Why publishers and agents reject book proposals
Why won’t they publish your book? Since agents and publishers rarely take the time to respond to authors they won’t be working with, you may never know. But I know.
Here, in order of frequency, are the reasons you may be getting rejected — or just getting ghosted — by agents and publishers you’ve contacted. This analysis applies mostly to nonfiction books, but some of these reasons are also relevant for fiction pitches as well.
Lack of professionalism in your proposal
Agents and publishers are busy. To save time, they immediately reject authors who don’t pass the “sniff” test — that is, the proposal doesn’t look like it should.
This might mean your proposal isn’t detailed enough or you’ve formatted it poorly. It could also mean you sent a complete manuscript, which they don’t have time to read.
For reference, review a professionally done proposal, like this one. Then put in the work to make a complete and polished proposal that follows any instructions the agent or publisher has regarding submissions on their web site. If you don’t, publishers and agents are unlikely to review your proposal at all — they’re not so much rejecting it as ignoring it.
Lack of a referral
Proposals sent “over the transom” — that is, just submitted without a referral from anyone — end up in the “slush pile.” They’re far less likely to get a serious reading.
The best way to get a publisher to look at your proposal is to go through a book agent. Legitimate agents don’t charge up front, but they take 15% of your advance and royalties. Since you’ll get a much better offer with the help of an agent, it’s worth it.
Of course, that raises the question of how to get a book agent. The best way is to have a friend — typically a published author — refer you to their agent. Which is one good reason of many to join a writing group that includes published authors.
Weak book marketing section
Publishers and agents may not say this, but they’re thinking it: if you don’t have a strong promotional section in your proposal, they’ll reject it.
There are a lot of ways to beef this up including promising to hire a publicist, getting quoted in media, developing a large social media following, building a mailing list, and getting commitments from your friends to promote your book. You may have other creative ideas.
But unless your promotion section is strong, your book is unlikely to get picked up.
Ideally, the publisher’s or agent’s reaction to your proposal is “Wow, that’s a new idea.”
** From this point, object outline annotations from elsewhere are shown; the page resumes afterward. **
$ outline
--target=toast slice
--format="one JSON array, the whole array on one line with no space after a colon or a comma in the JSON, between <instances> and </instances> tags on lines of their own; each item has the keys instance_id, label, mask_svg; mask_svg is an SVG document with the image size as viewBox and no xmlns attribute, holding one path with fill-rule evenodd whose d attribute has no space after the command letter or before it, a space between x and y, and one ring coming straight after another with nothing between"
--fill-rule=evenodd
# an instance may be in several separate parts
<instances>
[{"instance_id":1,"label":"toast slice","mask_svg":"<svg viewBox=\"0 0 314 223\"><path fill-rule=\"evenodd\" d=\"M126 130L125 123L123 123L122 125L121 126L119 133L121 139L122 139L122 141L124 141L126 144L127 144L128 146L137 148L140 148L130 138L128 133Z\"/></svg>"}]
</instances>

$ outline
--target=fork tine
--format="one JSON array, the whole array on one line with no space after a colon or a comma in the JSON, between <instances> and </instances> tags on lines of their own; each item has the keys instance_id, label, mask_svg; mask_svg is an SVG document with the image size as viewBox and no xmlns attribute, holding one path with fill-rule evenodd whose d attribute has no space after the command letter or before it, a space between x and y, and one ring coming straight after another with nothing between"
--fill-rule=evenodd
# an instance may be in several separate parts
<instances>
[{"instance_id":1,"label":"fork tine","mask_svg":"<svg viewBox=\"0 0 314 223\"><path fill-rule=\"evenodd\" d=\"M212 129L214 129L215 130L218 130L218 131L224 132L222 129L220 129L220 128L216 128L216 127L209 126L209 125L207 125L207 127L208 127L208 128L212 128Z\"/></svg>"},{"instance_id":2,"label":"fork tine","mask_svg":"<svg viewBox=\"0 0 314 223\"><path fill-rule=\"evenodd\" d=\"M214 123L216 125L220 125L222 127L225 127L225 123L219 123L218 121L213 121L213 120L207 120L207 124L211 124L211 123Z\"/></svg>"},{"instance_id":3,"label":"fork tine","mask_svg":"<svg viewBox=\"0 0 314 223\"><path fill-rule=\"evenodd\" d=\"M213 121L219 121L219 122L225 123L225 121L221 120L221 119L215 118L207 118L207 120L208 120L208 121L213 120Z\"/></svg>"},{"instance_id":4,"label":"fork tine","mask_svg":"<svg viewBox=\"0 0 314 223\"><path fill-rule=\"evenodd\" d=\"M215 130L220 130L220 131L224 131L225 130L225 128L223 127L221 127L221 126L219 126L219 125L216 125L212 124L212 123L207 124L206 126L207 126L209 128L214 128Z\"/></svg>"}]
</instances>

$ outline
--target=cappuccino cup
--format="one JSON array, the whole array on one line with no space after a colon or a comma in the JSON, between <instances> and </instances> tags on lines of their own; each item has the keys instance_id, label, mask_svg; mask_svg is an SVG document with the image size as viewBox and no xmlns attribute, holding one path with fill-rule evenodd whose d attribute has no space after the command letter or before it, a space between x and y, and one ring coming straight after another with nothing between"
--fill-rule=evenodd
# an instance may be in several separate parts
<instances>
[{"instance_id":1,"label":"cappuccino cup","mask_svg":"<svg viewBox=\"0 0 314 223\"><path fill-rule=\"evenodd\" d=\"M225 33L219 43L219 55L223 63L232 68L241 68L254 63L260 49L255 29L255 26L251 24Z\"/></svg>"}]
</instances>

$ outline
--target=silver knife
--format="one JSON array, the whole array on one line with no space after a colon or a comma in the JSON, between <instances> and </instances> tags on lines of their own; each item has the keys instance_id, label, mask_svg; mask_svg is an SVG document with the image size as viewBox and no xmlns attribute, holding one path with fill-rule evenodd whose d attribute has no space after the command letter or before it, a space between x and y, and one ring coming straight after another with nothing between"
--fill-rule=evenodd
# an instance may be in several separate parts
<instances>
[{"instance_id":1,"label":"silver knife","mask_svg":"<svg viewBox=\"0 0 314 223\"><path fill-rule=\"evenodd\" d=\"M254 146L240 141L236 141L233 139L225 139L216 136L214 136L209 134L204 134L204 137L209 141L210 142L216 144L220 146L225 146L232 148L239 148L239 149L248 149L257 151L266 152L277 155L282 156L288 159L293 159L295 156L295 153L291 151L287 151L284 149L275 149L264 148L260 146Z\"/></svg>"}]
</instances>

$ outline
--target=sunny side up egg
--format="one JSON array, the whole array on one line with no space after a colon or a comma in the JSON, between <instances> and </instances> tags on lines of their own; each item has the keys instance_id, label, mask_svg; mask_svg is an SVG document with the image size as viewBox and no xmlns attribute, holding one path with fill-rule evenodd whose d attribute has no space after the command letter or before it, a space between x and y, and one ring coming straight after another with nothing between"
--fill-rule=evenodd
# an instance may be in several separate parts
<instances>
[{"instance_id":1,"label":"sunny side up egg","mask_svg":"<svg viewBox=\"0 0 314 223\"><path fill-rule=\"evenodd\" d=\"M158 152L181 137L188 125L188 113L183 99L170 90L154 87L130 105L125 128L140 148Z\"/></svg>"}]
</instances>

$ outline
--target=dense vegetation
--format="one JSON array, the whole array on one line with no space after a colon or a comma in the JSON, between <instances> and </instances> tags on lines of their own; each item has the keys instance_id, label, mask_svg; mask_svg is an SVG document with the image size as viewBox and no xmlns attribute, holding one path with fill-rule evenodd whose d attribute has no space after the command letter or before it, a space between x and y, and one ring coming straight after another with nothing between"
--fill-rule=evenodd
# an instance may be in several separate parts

If the idea is boring, you lose. If it’s been done before, you lose. No one wants to publish your random ramblings.
You need a big, differentiated idea. Otherwise, why bother writing the book at all?
Poor or missing sample chapter
Your proposal includes a sample chapter. And it has to be excellent.
The publisher will evaluate your ability to write based on the sample chapter. Is it interesting? Is it well-researched? Witty? Well organized? Is the writing strong, or is it full of bloated sentences, massive paragraphs, repetition, and errors?
Which chapter should you include? Whichever one is easiest to write, and most interesting to read. That’s typically not Chapter 1.
Get a good editor. An editor can help with content, organization, and language. Given how much is riding on that sample chapter, it’s worth it. And get it copy edited, too: grammatical and spelling errors will torpedo your chances.
Weak outline/table of contents
Do you have enough content to write a whole book? And do you have the skill to organize it in a logical way?
This is where you prove you can write more than one chapter.
Gee, this sounds like a lot of work
Preparing a proposal is about 25% of the work of preparing a book.
It’s all work you need to do anyway.
If you don’t want to do all this work — or if you think you’re going to get rejected in any case — then you can self-publish or use a hybrid publisher.
Now you no longer have to deal with agents or publishers as gatekeepers.
But if you self-publish and your book fails to sell, it’s still probably because of one of the reasons listed here.
Do the homework first. Because writing a crappy book and then failing to promote it is easy — and a waste of time.
Great list, Josh.
I’d also add to this list two items. First, the author’s “platform” isn’t big enough. Second, the author’s brand or field of expertise is a mismatch to the topi or specialty of the publisher. For example, No Starch does technology books. Of course, as you point out, submitting a general business book to that publisher shows a lack of research on the part of the author.